Posted in Daily Ramblings, Just Bekki, Life, Private musings, Stuff, rant | Tagged ARGH! Feeling frustrated, growl | 5 Comments

5 Responses

  1. on June 24, 2008 at 10:07 pm Bryan

    Insanity. Rewind 20 years and you would be reading books (even more than you do now) and writing with paper and pen or typting. Would he have accused you of being addicted to reading and writing? Same activity, different tool.

    I doubt if he’s so ignorant as to not understand this. Obviously sounds like he is intentionally pushing buttons. Question is why.

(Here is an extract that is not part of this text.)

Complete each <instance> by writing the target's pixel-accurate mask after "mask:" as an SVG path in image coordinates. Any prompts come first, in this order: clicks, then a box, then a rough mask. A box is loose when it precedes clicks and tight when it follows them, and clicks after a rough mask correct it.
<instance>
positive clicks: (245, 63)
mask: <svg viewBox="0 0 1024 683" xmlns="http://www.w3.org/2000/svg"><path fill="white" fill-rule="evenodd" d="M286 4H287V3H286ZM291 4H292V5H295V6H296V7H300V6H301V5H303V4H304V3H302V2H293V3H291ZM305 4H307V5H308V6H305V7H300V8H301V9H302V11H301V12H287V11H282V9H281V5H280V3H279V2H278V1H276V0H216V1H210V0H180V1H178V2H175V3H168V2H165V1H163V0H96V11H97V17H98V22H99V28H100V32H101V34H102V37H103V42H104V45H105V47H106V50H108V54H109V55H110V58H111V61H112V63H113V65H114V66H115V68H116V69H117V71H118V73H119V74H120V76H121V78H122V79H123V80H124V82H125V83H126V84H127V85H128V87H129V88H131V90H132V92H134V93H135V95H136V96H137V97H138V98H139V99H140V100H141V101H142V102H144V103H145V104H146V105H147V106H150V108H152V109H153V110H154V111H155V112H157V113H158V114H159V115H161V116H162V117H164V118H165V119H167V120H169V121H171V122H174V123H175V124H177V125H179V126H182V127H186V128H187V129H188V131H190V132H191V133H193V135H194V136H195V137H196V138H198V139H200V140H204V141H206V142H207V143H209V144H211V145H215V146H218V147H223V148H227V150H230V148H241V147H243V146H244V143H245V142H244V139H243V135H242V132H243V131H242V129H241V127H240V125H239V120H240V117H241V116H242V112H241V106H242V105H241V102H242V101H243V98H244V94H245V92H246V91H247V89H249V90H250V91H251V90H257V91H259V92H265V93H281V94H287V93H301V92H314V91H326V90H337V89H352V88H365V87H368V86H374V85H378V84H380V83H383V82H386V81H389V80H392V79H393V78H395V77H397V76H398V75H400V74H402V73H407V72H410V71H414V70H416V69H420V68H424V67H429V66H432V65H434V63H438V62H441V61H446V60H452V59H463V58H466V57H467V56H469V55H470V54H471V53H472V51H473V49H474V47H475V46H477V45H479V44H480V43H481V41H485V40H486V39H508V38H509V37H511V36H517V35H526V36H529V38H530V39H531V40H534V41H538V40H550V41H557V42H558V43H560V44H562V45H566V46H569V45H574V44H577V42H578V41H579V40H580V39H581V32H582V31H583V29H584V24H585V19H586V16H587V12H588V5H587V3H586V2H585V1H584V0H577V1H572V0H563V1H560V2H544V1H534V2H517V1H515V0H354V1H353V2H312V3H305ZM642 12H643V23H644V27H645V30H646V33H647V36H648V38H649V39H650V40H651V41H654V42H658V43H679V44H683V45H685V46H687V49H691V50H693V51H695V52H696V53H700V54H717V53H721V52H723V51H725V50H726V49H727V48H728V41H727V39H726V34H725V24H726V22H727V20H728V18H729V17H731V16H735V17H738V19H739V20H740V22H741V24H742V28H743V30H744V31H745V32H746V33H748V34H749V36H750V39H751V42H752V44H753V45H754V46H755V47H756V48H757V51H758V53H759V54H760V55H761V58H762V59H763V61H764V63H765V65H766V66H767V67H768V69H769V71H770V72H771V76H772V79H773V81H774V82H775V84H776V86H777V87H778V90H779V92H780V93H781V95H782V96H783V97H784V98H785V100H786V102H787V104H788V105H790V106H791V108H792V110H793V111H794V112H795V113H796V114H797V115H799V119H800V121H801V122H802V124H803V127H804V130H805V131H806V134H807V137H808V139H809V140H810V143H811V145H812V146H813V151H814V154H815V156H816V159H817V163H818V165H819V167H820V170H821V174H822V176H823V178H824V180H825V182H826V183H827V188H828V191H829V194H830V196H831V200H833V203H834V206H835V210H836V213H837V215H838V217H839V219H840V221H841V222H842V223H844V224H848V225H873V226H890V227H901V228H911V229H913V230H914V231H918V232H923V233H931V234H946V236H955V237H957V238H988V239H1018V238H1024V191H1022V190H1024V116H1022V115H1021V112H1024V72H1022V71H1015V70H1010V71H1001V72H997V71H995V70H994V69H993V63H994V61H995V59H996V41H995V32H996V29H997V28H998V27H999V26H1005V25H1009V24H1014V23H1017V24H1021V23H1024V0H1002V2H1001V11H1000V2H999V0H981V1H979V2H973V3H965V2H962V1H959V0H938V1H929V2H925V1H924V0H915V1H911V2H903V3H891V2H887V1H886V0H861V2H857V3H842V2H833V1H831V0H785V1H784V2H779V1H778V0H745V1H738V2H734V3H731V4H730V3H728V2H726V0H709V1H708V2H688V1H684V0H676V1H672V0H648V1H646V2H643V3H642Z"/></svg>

  2. on June 25, 2008 at 12:20 am Lottie

    Yeah, I’ve been told that I have an internet addiction too. But hey… I manage to take care of my son and my house. I went back to school at 39 years of age and finished. I got a job and have managed to keep it. My son is happy, healthy, well-adjusted and doing well in school. My house is clean and in good repair and the bills are paid. I bathe and eat regularly and pay my taxes. I keep food in the house, even for a cat that isn’t mine. I have a happy, healthy marriage even at 4,000 miles for now. I could go on, but I think I’ve made my point. lol

    So I say, even if I do have an “addiction”, it’s not hurting anyone so what difference does it make?

    Just my thoughts on the subject, for what it’s worth.


  3. on June 25, 2008 at 12:21 am Lottie

    Oh, and… what Bryan said.


  4. on June 25, 2008 at 1:02 am nectarfizz

    Bryan, Exactly!

    Lottie, I am on-line less now then ever before and this time I am actually doing more than clothing my avatar character on pogo…(grin) Hugs girl, you always have my back!


  5. on June 25, 2008 at 7:13 pm morethananelectrician

    Whew! This BIL sounds like he is just pushing your buttons. I guess even more than not reacting to his taunts would be finding a way not to let them get to you. I have three of the BILs and they are cut from the same cloth. Everytime they are around they are poking and prodding trying to find a wedge to drive between me and my wife.

    It is actually very sad that they have to do that, mine and yours. I don’t insult them back or taunt them either…I try not to play their game, but really just separate myself from them whenever possible. You may not have that luxury.